I would characterize participation agreement revisions in the short-term pain for long-term gain category, but if the market moves in the direction that ONC is intending and only a small number of qualified HINs (~10) come into existence, there will be a lot of work that has to occur to update these agreements across the entire community. The goal of a single on-ramp to exchange is a noble one, but can only be actualized at the conclusion of a complex path.
Moreover, the question around who pays for TEFCA implementation and execution and how much they pay also needs to be taken into consideration. In discussing costs, ONC provides somewhat general definitions around “Attributable Costs” and “Attributable Services.” For example: ONC defines “Reasonable Allowable Cost” as the costs of a qualified HIN that:
• were actually incurred and/or were reasonably incurred;
• are either the direct costs of providing the Attributable Services or are a reasonable allocation of indirect costs of providing the Attributable Services;
• and are based on objective and verifiable criteria that are uniformly applied for all substantially similar or similarly situated classes of persons and requests.

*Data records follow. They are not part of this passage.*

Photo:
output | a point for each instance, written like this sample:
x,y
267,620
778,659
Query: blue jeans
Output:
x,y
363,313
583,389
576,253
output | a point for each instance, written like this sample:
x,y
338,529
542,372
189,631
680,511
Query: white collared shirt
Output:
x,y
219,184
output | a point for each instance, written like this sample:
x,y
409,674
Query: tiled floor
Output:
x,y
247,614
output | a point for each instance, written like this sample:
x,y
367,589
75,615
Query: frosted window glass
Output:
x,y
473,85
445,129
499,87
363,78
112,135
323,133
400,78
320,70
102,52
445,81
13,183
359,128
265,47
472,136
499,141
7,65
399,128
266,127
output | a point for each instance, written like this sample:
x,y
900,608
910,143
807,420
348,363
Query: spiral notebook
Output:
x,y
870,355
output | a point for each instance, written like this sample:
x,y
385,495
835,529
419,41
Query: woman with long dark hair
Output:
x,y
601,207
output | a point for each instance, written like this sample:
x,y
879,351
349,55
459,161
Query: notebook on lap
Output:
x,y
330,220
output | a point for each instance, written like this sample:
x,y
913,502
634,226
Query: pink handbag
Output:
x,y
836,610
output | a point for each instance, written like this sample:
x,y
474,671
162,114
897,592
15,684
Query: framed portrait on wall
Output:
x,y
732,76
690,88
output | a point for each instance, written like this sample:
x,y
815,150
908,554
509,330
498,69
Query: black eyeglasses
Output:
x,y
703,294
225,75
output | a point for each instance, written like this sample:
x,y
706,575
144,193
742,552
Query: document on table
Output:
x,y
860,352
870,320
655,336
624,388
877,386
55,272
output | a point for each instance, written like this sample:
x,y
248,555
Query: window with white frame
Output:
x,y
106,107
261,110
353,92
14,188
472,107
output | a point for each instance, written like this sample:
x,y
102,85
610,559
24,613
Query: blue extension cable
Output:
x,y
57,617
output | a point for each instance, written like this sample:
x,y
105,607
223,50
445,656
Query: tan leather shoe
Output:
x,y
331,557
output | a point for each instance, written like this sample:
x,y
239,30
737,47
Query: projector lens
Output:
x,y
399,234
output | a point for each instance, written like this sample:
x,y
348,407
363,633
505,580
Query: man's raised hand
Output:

ONC’s approach is to let the market sort out how much providers, vendors, payers and other end users will have to pay to participate. My concern is that the expanded responsibilities of qualified HINs will lead to multiplied required costs and that those costs have to be passed down to providers and ultimately to patients.
Overall, TEFCA sets out a clear vision for how ONC is seeking to achieve nationwide interoperability. There are some tweaks and clarifications to TEFCA that are required for the community to move forward. The upcoming proposed rule from ONC with information on what does not constitute information blocking will help refine what’s really required of all health system participants in terms of exchanging health data.